İstanbul: Alaattin Karadağ’ı 2009 yılında katleden polisin yargılandığı davanın 11. karar duruşması bugün görülmeye başladı.
Dava öncesi yapılan basın açıklamasında, yargının polisi ve devleti aklamaya çalıştığı vurgulandı. Alaattin Karadağ’ın uğruna yaşamını verdiği sınıfsız, sömürüsüz, insanca yaşanabilir bir dünya mücadelesinin hiçbir biçimde engellenemeyeceği belirtildi.
Bakırköy Adliyesi önünde biraraya gelen Bağımsız Devrimci Sınıf Platformu (BDSP), “Alaattin Karadağ yoldaş ölümsüzdür! Devrimciler ölmez devrim davası yenilmezdir!” pankartı açarak basın açıklaması gerçekleştirdi. Karadağ’ın resimlerinin taşındığı açıklama boyunca, “Katil devlet hesap verecek!”, “Katil polis hesap verecek!”, “Polis vuruyor mahkeme koruyor!”, sloganları atıldı. Ardından açıklama yapıldı.
“Katliamcı polis görevini yapıyormuş”
BDSP adına yapılan basın açıklamasında, Karadağ’ın katlediliş anı ve ileriki süreçlerde ortaya çıkan verilere dikkat çekilerek, Alaattin Karadağ’ın 19 Kasım 2009 akşamı Esenyurt Saadetdere Mevkii’nde sermaye devletinin eli kanlı cellatları tarafından, gözgöre göre infaz edildiğine vurgu yapıldı.
Basın açıklamasında şu sözlere yer verildi: “Öyle ki, uzunca bir sürece yayılan soruşturma sürecinde, alenen işlenen bu cinayetin delilleri açıkça karartılmaya çalışılmıştır. Soruşturma bizzat katliamı gerçekleştiren polis merkezince yürütülmüştür. Katliama tanıklık edenler tehdit edilmiş, bizzat İstanbul Emniyet Müdürü tarafından ifadelerini değiştirmeye zorlanmıştır. Katliamın üzerinden 7 ay geçtikten sonra başlayan davada, tek sanık olan ve “kasten adam öldürme”, “görevi kötüye kullanma” ve “kişilerin malları üzerinde usulsüz tasarruf” suçlamalarıyla yargılanan polis Oğuzhan Vural’ın tutuklanması talebi reddedilmiştir.”

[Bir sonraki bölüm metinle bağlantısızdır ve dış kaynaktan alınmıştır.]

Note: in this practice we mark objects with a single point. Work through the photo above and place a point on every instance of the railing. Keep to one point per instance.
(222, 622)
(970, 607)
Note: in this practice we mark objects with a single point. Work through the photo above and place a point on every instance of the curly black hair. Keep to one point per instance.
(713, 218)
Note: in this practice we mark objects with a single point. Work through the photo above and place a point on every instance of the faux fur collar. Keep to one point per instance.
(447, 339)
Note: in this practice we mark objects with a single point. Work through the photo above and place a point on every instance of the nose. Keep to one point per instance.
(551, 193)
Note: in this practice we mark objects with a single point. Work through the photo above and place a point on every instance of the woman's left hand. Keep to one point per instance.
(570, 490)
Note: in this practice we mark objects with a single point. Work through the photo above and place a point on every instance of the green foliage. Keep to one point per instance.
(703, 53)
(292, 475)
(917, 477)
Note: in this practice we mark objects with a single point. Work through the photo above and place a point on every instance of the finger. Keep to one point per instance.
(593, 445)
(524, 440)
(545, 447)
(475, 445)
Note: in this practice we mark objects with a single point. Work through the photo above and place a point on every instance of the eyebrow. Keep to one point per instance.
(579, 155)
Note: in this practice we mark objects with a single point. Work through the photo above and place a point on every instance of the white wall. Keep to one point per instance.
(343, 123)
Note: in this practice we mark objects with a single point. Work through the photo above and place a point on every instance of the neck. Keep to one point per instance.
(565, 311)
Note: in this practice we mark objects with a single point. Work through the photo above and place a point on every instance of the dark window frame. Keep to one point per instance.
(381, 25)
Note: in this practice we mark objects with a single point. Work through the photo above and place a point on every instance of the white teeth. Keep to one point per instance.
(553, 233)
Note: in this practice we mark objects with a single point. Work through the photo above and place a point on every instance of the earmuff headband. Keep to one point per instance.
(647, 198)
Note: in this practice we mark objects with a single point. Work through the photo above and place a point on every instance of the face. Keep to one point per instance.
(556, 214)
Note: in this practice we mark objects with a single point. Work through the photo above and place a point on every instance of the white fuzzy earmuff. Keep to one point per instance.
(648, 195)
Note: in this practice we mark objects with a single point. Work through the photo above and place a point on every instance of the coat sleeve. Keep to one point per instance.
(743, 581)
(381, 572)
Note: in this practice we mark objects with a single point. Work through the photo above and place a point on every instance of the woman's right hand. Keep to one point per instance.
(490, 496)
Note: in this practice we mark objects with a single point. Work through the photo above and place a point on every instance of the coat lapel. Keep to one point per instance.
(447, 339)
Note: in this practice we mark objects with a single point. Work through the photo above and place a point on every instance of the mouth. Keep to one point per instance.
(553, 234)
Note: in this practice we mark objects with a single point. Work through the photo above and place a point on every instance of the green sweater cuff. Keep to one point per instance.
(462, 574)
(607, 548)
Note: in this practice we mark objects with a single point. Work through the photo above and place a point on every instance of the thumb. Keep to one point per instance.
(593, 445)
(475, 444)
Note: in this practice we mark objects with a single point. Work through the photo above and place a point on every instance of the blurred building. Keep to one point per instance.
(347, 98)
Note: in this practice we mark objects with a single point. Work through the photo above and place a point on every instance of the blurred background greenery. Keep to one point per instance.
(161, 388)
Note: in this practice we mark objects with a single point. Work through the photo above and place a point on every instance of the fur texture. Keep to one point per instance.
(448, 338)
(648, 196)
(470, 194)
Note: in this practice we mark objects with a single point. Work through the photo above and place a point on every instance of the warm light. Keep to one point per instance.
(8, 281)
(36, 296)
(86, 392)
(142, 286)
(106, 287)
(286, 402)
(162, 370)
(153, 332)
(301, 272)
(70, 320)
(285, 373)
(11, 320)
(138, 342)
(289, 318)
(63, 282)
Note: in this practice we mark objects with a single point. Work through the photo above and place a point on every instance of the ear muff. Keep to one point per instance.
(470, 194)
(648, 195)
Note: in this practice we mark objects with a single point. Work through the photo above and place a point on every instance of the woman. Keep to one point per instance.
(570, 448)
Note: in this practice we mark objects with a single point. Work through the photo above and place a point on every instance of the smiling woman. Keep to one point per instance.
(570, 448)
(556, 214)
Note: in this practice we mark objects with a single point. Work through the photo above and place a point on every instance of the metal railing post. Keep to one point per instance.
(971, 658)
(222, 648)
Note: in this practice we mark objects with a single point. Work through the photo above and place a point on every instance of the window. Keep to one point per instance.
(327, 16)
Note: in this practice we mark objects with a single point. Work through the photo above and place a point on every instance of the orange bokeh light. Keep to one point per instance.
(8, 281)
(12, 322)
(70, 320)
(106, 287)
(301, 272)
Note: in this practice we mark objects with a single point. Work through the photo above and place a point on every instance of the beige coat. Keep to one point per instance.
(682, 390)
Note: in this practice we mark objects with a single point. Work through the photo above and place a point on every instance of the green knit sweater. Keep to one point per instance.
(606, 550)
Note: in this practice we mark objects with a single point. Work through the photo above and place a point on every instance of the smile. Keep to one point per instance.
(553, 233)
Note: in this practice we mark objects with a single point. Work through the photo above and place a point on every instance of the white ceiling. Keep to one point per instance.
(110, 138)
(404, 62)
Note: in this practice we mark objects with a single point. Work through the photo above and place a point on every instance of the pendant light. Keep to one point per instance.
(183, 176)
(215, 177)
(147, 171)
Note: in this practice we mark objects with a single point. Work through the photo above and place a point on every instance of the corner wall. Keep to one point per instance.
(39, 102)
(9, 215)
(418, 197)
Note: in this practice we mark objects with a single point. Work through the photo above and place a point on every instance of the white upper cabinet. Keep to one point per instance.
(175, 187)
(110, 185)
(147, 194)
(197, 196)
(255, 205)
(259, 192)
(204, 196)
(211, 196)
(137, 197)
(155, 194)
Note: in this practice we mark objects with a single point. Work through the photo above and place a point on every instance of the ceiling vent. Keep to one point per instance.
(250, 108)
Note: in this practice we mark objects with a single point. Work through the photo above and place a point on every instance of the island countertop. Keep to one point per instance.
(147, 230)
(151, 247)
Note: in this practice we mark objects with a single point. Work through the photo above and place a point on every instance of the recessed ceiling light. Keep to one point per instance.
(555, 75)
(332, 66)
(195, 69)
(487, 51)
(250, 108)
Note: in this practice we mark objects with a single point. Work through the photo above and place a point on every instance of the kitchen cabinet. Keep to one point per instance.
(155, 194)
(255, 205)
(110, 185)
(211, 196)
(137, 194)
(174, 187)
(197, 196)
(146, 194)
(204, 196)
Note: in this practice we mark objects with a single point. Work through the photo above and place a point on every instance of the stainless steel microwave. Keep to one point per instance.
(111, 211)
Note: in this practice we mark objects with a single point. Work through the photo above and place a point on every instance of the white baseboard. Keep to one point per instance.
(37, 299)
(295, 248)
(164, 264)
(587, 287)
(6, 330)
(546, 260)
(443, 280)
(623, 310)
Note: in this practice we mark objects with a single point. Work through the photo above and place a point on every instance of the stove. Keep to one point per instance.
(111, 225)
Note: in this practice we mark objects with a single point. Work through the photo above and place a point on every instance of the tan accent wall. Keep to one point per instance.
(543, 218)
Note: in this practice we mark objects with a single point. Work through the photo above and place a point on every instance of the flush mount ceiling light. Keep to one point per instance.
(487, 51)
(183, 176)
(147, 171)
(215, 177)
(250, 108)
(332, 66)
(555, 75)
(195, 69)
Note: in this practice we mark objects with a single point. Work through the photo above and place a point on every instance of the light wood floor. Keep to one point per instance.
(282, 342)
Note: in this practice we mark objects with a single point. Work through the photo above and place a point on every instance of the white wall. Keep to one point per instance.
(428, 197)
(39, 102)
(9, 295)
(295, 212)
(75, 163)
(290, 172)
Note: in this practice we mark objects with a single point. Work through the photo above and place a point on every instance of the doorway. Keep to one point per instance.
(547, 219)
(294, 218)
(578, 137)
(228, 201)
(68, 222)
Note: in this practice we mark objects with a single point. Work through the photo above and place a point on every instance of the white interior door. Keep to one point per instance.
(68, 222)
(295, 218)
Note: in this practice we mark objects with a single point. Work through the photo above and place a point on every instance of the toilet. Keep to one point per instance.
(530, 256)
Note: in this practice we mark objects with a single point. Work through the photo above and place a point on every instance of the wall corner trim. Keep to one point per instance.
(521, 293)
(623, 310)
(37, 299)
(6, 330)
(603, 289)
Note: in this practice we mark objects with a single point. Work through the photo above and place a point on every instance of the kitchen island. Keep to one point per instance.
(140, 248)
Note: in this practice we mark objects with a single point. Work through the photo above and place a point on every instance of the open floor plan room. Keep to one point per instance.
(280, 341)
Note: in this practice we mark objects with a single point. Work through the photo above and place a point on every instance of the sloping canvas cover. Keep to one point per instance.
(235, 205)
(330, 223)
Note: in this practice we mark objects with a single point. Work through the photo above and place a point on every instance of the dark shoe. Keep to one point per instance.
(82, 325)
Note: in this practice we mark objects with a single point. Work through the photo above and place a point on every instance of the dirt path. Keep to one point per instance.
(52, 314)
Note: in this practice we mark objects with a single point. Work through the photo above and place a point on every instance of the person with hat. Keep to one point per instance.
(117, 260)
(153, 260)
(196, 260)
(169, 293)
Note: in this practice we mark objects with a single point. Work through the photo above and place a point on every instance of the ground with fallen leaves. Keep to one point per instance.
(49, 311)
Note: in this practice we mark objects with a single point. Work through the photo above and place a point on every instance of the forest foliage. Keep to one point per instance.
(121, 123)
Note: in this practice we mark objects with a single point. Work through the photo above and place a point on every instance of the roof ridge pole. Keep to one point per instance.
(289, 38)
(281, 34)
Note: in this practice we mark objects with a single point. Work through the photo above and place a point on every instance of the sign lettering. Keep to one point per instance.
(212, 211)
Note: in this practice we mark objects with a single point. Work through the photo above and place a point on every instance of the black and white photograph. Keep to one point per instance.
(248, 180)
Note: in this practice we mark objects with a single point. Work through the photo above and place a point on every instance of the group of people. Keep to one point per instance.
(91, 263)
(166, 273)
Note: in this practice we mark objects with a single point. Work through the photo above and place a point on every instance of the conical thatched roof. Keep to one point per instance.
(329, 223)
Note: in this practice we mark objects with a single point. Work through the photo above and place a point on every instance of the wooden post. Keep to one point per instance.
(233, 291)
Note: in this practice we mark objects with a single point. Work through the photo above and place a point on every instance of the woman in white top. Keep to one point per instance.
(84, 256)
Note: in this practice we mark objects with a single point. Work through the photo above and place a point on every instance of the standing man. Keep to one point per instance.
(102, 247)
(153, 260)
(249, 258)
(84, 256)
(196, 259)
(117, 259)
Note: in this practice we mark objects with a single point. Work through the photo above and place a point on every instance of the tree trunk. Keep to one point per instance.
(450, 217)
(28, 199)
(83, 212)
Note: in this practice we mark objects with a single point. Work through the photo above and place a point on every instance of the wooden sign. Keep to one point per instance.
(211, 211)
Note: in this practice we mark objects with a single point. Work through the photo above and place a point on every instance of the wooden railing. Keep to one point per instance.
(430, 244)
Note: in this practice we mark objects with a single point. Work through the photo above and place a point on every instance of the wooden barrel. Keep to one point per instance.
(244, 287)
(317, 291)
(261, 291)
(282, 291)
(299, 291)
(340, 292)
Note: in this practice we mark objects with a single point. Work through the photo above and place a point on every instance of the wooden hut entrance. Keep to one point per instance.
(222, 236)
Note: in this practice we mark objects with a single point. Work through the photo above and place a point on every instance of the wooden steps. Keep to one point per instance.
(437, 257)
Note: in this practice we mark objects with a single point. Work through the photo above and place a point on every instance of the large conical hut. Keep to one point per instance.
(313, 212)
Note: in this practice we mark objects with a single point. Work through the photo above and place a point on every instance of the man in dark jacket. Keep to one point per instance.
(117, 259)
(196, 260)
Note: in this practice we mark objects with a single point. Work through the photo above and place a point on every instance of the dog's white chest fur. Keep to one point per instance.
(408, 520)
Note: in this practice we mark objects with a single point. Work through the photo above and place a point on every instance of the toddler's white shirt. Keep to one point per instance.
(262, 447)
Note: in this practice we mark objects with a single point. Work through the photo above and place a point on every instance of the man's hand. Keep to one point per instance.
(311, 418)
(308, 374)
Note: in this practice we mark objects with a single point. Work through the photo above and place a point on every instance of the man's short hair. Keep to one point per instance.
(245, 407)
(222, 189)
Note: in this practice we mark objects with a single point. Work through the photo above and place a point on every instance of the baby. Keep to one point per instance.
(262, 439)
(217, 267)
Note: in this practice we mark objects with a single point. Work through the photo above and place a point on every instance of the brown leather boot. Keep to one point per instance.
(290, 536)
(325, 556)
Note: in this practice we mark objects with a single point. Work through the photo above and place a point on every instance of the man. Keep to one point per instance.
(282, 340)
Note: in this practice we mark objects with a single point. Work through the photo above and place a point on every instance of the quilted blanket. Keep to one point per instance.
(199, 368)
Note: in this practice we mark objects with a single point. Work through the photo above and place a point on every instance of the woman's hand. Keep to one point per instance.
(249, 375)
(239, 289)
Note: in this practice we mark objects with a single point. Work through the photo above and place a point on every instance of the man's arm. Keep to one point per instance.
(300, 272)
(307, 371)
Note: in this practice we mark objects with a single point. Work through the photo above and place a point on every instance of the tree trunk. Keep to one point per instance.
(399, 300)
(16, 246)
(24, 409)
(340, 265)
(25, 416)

Davanın 11. duruşması görülüyor olmasına rağmen, devletin katil polisin cezalandırılması yolunda zerre kadar adım atmadığı, tersine savcının katil polis hakkında “görevini yaptığı” iddiasıyla beraat istediği belirtildi.
Alaattin ilk değil, son da olmayacak
Basın açıklamasının devamında Alaattin Karadağ’ın bu topraklarda katledilen ilk devrimci olmadığı, son da olmayacağına vurgu yapılarak devrimci yaşamı anlatıldı. Alaattin’in, katiller sürüsüne karşı ortaya koyduğu direniş ile devrimci siyasal faaliyeti savunmanın, yoldaşını korumanın emsali olduğuna dikkat çekilerek şunlar ifade edildi: “… devrimci kanıyla düzenini sürdürmeye çalışan sermaye devleti, bundan sonra da yeni katliamlara imza atacaktır. Ancak unutulmamalıdır ki, devrim davası tüm bu katliamlara rağmen yenilmemiştir.
“Korkmakta haklılar”
“İşçi ve emekçiler ise hakları ve özgürlükleri için her geçen gün mücadeleyi yükseltmektedirler. Grevlerle, direnişlerle, eylemlerle kavgayı büyütmektedirler. İşte devlet bundan korkuğu için amansızca saldırmakta, işçi sınıfı ve emekçilerin en ileri unsurlarını, devrimcileri azgınca katletmektedir. Bilmektedir ki, işçi sınıfının kavgayı büyütmesi kendini yıkılışını getirecektir.
Korkmakta haklılar da! Hakları ve özgürlükleri için kavgaya tutuşan işçiler, en sonu bu köhnemiş düzeni yıkacak, sınıfsız, sınırsız ve savaşsız bir dünyanın kapılarını aralayacaklardır. İşte o zaman, Alaattin Karadağ’ın ve kavganın harcına canlarını katan şehitlerimizin hesabı sorulacaktır.” denildi. Açıklamanın ardından dava sonuna kadar Adliye önünde bekleneceği belitilerek oturma eylemine başlandı.
Katliamcı Polis’e beraat
Bugün görülen mahkemenin kararına göre katil polis Oğuzhan Vural kasten adam öldürme, usülsüz tasarruf, görevi kötüye kullanma suçlarınının tamamından Mahkeme Heyeti’nin oybirliğiyle beraat etmiştir.